Neuronal Na(+) Channels Are Integral Components of Pro-Arrhythmic Na(+)/Ca(2+) Signaling Nanodomain That Promotes Cardiac Arrhythmias During β-Adrenergic Stimulation

Although triggered arrhythmias including catecholaminergic polymorphic ventricular tachycardia (CPVT) are often caused by increased levels of circulating catecholamines, the mechanistic link between β-adrenergic receptor (AR) stimulation and the subcellular/molecular arrhythmogenic trigger(s) is unclear. Here, we systematically investigated the subcellular and molecular consequences of β-AR stimulation in the promotion of catecholamine-induced cardiac arrhythmias. Using mouse models of cardiac calsequestrin-associated CPVT, we demonstrate that a subpopulation of Na(+) channels, mainly the neuronal Na(+) channels (nNa(v)), colocalize with ryanodine receptor 2 (RyR2) and Na(+)/Ca(2+) exchanger (NCX) and are a part of the β-AR-mediated arrhythmogenic process. Specifically, augmented Na(+) entry via nNa(v) in the settings of genetic defects within the RyR2 complex and enhanced sarcoplasmic reticulum (SR) Ca(2+)-ATPase (SERCA)-mediated SR Ca(2+) refill is both an essential and a necessary factor for arrhythmogenesis.

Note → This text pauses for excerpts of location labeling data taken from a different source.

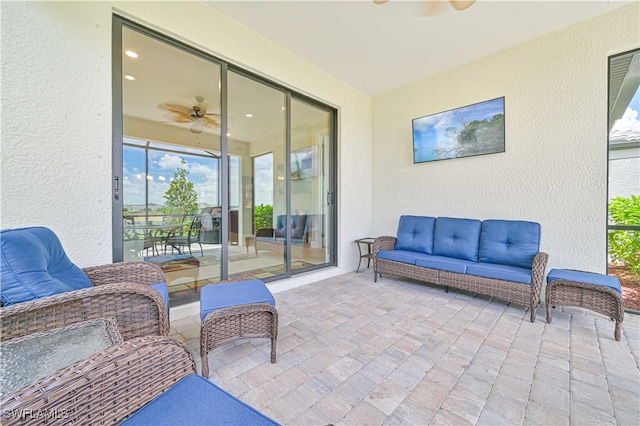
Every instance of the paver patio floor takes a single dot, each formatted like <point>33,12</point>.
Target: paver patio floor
<point>351,351</point>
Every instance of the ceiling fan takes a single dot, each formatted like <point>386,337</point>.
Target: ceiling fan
<point>436,7</point>
<point>197,115</point>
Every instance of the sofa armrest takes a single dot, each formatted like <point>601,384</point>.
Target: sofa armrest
<point>383,243</point>
<point>538,275</point>
<point>138,272</point>
<point>138,309</point>
<point>106,387</point>
<point>265,232</point>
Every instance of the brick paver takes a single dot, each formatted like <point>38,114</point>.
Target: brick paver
<point>351,351</point>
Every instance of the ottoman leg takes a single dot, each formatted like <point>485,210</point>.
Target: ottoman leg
<point>205,365</point>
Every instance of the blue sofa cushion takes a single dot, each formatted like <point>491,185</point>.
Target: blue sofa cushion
<point>509,242</point>
<point>415,233</point>
<point>585,277</point>
<point>34,265</point>
<point>218,296</point>
<point>194,400</point>
<point>298,224</point>
<point>501,272</point>
<point>404,256</point>
<point>445,263</point>
<point>458,238</point>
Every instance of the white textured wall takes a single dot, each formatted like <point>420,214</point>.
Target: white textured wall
<point>57,114</point>
<point>554,170</point>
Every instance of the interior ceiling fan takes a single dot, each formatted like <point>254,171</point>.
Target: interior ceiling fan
<point>197,115</point>
<point>436,7</point>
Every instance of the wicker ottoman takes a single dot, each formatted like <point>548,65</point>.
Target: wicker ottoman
<point>236,310</point>
<point>596,292</point>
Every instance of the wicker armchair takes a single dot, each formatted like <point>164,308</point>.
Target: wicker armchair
<point>122,291</point>
<point>104,388</point>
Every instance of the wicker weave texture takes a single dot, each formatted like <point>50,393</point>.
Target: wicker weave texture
<point>509,291</point>
<point>138,309</point>
<point>237,322</point>
<point>104,388</point>
<point>597,298</point>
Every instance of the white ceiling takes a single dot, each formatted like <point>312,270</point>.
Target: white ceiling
<point>377,48</point>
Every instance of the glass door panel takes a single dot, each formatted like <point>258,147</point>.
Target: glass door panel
<point>171,162</point>
<point>310,146</point>
<point>257,159</point>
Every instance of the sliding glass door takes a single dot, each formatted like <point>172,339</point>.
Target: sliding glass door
<point>218,173</point>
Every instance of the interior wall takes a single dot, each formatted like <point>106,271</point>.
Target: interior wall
<point>554,170</point>
<point>57,114</point>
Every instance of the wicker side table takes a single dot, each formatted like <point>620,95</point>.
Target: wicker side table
<point>598,293</point>
<point>236,310</point>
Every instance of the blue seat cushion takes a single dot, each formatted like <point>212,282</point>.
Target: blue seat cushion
<point>163,289</point>
<point>445,263</point>
<point>34,265</point>
<point>501,272</point>
<point>218,296</point>
<point>509,242</point>
<point>458,238</point>
<point>194,400</point>
<point>415,233</point>
<point>404,256</point>
<point>585,277</point>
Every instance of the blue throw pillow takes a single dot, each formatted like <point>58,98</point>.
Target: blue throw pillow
<point>34,265</point>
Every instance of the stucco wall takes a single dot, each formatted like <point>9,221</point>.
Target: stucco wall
<point>57,114</point>
<point>554,170</point>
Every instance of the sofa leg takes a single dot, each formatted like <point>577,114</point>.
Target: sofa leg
<point>533,313</point>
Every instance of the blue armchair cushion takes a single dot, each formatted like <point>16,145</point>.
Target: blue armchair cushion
<point>194,400</point>
<point>458,238</point>
<point>509,242</point>
<point>585,277</point>
<point>34,265</point>
<point>415,233</point>
<point>218,296</point>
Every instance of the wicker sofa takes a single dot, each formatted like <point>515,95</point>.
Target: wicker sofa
<point>498,258</point>
<point>42,289</point>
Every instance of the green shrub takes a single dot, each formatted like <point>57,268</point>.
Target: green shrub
<point>624,245</point>
<point>263,216</point>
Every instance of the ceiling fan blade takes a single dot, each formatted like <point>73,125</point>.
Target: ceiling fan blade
<point>178,117</point>
<point>211,122</point>
<point>461,4</point>
<point>176,108</point>
<point>433,7</point>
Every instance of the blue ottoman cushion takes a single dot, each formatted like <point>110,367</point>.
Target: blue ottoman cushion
<point>218,296</point>
<point>196,401</point>
<point>585,277</point>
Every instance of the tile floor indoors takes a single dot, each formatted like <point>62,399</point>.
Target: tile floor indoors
<point>351,351</point>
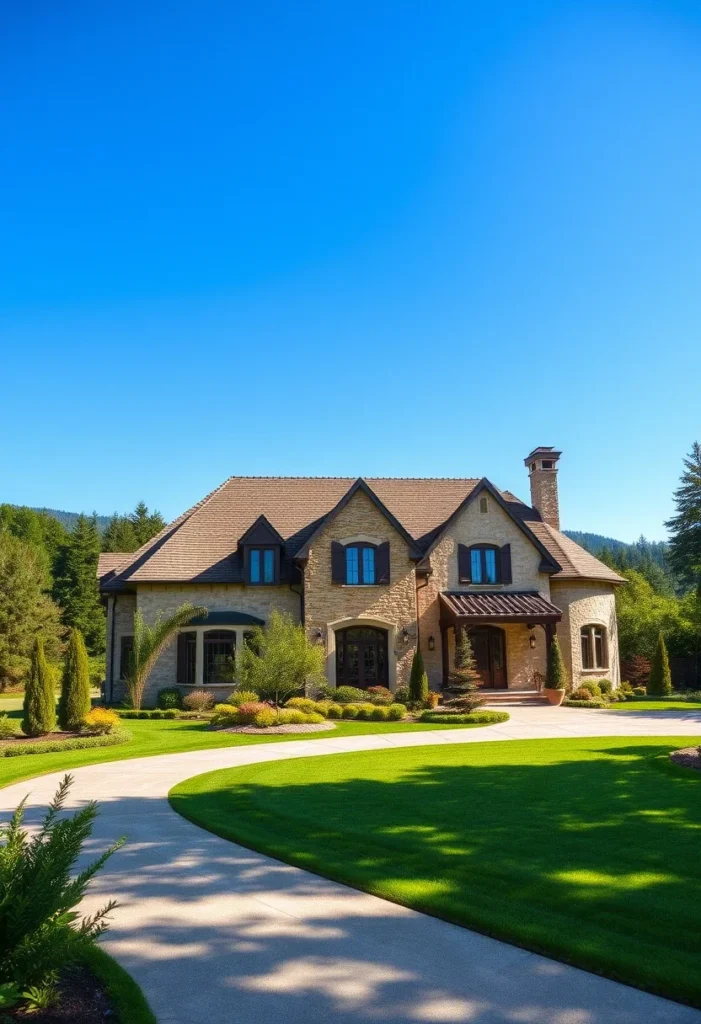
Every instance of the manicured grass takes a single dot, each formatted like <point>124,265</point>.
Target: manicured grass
<point>127,998</point>
<point>586,850</point>
<point>164,736</point>
<point>653,705</point>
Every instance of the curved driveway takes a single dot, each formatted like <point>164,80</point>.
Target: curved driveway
<point>216,933</point>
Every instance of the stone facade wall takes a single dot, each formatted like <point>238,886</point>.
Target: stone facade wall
<point>473,526</point>
<point>165,598</point>
<point>584,603</point>
<point>391,606</point>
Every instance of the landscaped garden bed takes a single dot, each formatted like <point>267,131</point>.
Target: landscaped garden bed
<point>584,850</point>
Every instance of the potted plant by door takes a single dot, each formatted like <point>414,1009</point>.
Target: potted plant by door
<point>556,680</point>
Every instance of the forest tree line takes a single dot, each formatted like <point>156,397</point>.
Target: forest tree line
<point>48,581</point>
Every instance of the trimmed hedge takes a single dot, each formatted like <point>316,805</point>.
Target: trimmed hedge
<point>53,745</point>
<point>474,718</point>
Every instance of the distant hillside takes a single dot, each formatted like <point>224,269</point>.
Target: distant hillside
<point>68,519</point>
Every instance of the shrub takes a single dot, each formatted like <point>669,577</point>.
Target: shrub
<point>73,743</point>
<point>264,719</point>
<point>557,673</point>
<point>243,696</point>
<point>40,932</point>
<point>403,695</point>
<point>7,728</point>
<point>659,683</point>
<point>396,712</point>
<point>349,694</point>
<point>419,681</point>
<point>169,697</point>
<point>198,700</point>
<point>40,696</point>
<point>278,659</point>
<point>74,704</point>
<point>99,722</point>
<point>379,694</point>
<point>474,718</point>
<point>302,704</point>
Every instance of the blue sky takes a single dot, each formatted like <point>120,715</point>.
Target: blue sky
<point>363,239</point>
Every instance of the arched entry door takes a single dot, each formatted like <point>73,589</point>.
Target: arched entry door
<point>361,656</point>
<point>490,654</point>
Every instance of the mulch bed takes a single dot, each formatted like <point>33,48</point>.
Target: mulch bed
<point>253,730</point>
<point>82,1000</point>
<point>688,757</point>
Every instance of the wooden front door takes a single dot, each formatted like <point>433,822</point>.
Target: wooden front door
<point>490,654</point>
<point>361,657</point>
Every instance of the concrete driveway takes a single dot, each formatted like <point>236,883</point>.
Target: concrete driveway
<point>215,933</point>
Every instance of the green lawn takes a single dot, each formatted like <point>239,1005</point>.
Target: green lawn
<point>586,850</point>
<point>653,705</point>
<point>164,736</point>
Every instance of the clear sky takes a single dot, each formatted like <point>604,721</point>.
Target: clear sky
<point>349,238</point>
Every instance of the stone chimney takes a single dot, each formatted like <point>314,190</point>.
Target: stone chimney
<point>542,472</point>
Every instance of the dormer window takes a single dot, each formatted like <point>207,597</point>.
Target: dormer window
<point>262,565</point>
<point>484,564</point>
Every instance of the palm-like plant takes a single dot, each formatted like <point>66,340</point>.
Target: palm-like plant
<point>149,641</point>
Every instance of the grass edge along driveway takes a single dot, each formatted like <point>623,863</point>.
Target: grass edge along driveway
<point>584,850</point>
<point>154,737</point>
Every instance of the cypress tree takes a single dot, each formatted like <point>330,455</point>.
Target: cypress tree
<point>40,697</point>
<point>659,683</point>
<point>557,673</point>
<point>419,681</point>
<point>75,691</point>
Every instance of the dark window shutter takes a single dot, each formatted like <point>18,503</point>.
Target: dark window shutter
<point>506,563</point>
<point>338,562</point>
<point>382,562</point>
<point>182,658</point>
<point>464,573</point>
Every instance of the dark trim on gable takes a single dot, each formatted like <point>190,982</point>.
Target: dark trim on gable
<point>414,553</point>
<point>548,563</point>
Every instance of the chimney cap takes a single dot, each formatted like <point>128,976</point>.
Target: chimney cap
<point>542,452</point>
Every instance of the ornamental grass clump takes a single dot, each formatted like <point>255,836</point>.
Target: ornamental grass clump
<point>74,702</point>
<point>40,930</point>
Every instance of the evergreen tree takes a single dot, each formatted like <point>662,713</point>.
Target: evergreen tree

Furthermore, we show that augmentation of Na(+) entry involves β-AR–mediated activation of CAMKII, subsequently leading to nNa(v) augmentation. Importantly, selective pharmacological inhibition as well as silencing of Na(v)1.6 inhibit myocyte arrhythmic potential and prevent arrhythmias in vivo. Taken together, these data suggest that the arrhythmogenic alteration in Na(+)/Ca(2+) handling evidenced ruing β-AR stimulation results, at least in part, from enhanced Na(+) influx through nNa(v). Therefore, selective inhibition of these channels and of Na(v)1.6 in particular can serve as a potential antiarrhythmic therapy.